Thanks for sharing. And how awful about the other person's goat. :-( I can't imagine the position you were in. We're getting no-dig wire mesh installed at the bottom of the whole fence to hopefully be proactive. The spotlight that is motion sensored is an excellent idea, thank you. The bell is certainly something to consider too. I really appreciate you sharing your experiences/lessons learned!


----------



## Dylann (Jun 21, 2020)

Goataddict said:


> I have a 4 feet fence as well keeps the goat in and offer adequate protection. Have you considered electric fencing zaps the goats going out and zaps what is trying to get in. Leave no space as goats and predators can go out and come in. The major predator in my area is the dogs. ( They decimated my entire chicken and rabbit population)
> 
> My dog ( though not a guardian) with her bark she scares things away and alerts us to intruders.


Yes have definitely considered it, but biggest worry is if it is safe for the animals? Read just a few (which was enough!) really sad stories about animals getting stuck and injured. Any experiences to share or have you found it entirely safe? And so sorry to hear about the chickens and rabbits, that's awful. :-(


----------



## Ashlynn (Oct 1, 2017)

Dylann said:


> Yes have definitely considered it, but biggest worry is if it is safe for the animals? Read just a few (which was enough!) really sad stories about animals getting stuck and injured. Any experiences to share or have you found it entirely safe? And so sorry to hear about the chickens and rabbits, that's awful. :-(


If you wanted to do electric, I would put it on the outside. Goats are relatively easy to keep in regular fencing as long as there are no holes going under the fence, no things to help climb over the fence, and the gate is at an appropriate height off the ground to where it can swing well but not let them slip under. Predators getting in would be the main issue. You could have regular fencing and then strands of solar electric fencing on the outside to deter things from getting in. That way the goats are less likely to get stuck, but you still have the electric protection.


----------



## Dylann (Jun 21, 2020)

Ashlynn said:


> If you wanted to do electric, I would put it on the outside. Goats are relatively easy to keep in regular fencing as long as there are no holes going under the fence, no things to help climb over the fence, and the gate is at an appropriate height off the ground to where it can swing well but not let them slip under. Predators getting in would be the main issue. You could have regular fencing and then strands of solar electric fencing on the outside to deter things from getting in. That way the goats are less likely to get stuck, but you still have the electric protection.


Ahh that makes total sense, thank you.


----------



## Goataddict (Jun 8, 2020)

Dylann said:


> Yes have definitely considered it, but biggest worry is if it is safe for the animals? Read just a few (which was enough!) really sad stories about animals getting stuck and injured.

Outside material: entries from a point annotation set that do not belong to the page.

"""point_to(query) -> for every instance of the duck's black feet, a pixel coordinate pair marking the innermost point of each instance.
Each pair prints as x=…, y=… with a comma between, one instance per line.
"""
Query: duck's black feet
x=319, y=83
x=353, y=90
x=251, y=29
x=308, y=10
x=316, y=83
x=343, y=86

Any experiences to share or have you found it entirely safe? And so sorry to hear about the chickens and rabbits, that's awful. :-(


Yes it is safe for animals. It delivers a shock that after the animal won't forget and will make the connection that the fence means trouble and getting zapped. I would think they would stay away from the fence or certain distance not close enough to get stuck in it. The point @Ashlynn made is okay as well. It really depends on the user though. 
Thanks it can be though sometimes.


----------